Criticism for Those ‘Freeloaders’ Sarkozy and Cameron
In his estimation, the situation in Syria didn’t fit that description. Neither was that the case in Libya where he was misled by the British and French into taking up a burden they neither wanted nor were capable of carrying. Sarkozy and Cameron, in Obama’s estimation, were freeloaders posturing like a superpower but who would later abandon Libya. Obama doesn’t want to get into such a position again and therefore hesitates whenever the subject of military intervention arises.
But can the superpower that called the regulatory policy shots in the region for decades withdraw without causing even greater damage? Complaints will come from all sides about the vacuum Obama created in the Middle East now being callously filled by Putin.
Kenneth M. Pollack, Middle East expert at the Brookings Institution agrees with that sentiment, recently writing in the journal Foreign Affairs, “No matter how many times Americans insist that the people of the Middle East will come to their senses and resolve their differences if left to their own devices, they never do. Absent external involvement, the region’s leaders consistently opt for strategies that exacerbate conflict and feed perpetual instability.”
Asia, Continent of the Future
America as the indispensable enforcer of order: Obama has never bought into that concept. He doesn’t want America’s focus to be primarily on the Near and Middle East. For him, Asia is the continent of the future and that is where he thinks the U.S. should be directing its attention rather than on the unsolvable conflicts in the Arab world.
Obama’s term ends in less than a year. The questions he must ask now must increasingly address who his successor should be. And as much noise as is being made about Donald Trump, Hillary Clinton’s chances of moving into the White House are probably better than his. That’s why it’s interesting to hear what’s being said about them.

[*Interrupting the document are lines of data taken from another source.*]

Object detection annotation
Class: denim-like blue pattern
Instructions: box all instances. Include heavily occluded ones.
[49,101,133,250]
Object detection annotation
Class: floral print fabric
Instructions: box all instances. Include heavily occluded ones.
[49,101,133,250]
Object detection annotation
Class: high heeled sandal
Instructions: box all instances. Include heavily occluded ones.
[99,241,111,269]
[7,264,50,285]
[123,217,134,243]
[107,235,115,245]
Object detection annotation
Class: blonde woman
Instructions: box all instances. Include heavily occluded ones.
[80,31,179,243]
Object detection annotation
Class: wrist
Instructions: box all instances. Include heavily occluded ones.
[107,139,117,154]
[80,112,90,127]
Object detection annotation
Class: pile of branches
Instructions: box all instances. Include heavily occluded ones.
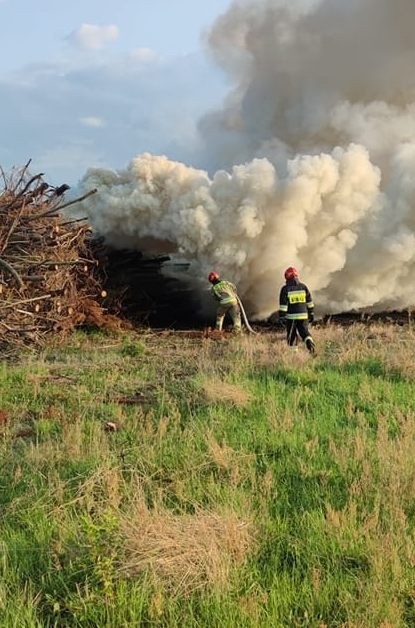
[0,162,115,349]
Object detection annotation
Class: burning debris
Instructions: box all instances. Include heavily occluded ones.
[0,162,114,349]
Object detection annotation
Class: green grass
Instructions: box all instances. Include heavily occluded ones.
[0,326,415,628]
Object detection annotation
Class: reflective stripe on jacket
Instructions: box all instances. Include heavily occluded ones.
[279,279,314,321]
[211,280,237,305]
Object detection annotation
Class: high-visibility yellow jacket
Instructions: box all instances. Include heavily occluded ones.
[211,280,237,305]
[279,279,314,321]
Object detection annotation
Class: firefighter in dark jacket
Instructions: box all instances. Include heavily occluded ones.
[279,266,316,353]
[208,271,242,333]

They’re not that different from one another. We’re told the USA won’t be engaging in new wars, especially not if they involve “failed states.”
We Will Always Have a Middle East Neighbor
The word in Hillary Clinton’s circle is that Obama certainly hasn’t reduced America’s global role; it has only made corrections to America’s over-extension. Obama and his possible successor both agree that Europe must take on a greater share of responsibility for the West.
This discussion inevitably comes back to Europe’s doorstep, not only because the violence in the Near and Middle East is one of the principle reasons for the ongoing refugee crisis, but also because Europe is increasingly the stage on which the violence plays out. The terror that struck Paris and Brussels may reach Berlin tomorrow. Our security is directly threatened and that’s why it cannot be European policy to rely on America to keep the peace. Our future may also lie in Asia but the Middle East will still be our neighbor a thousand years from now.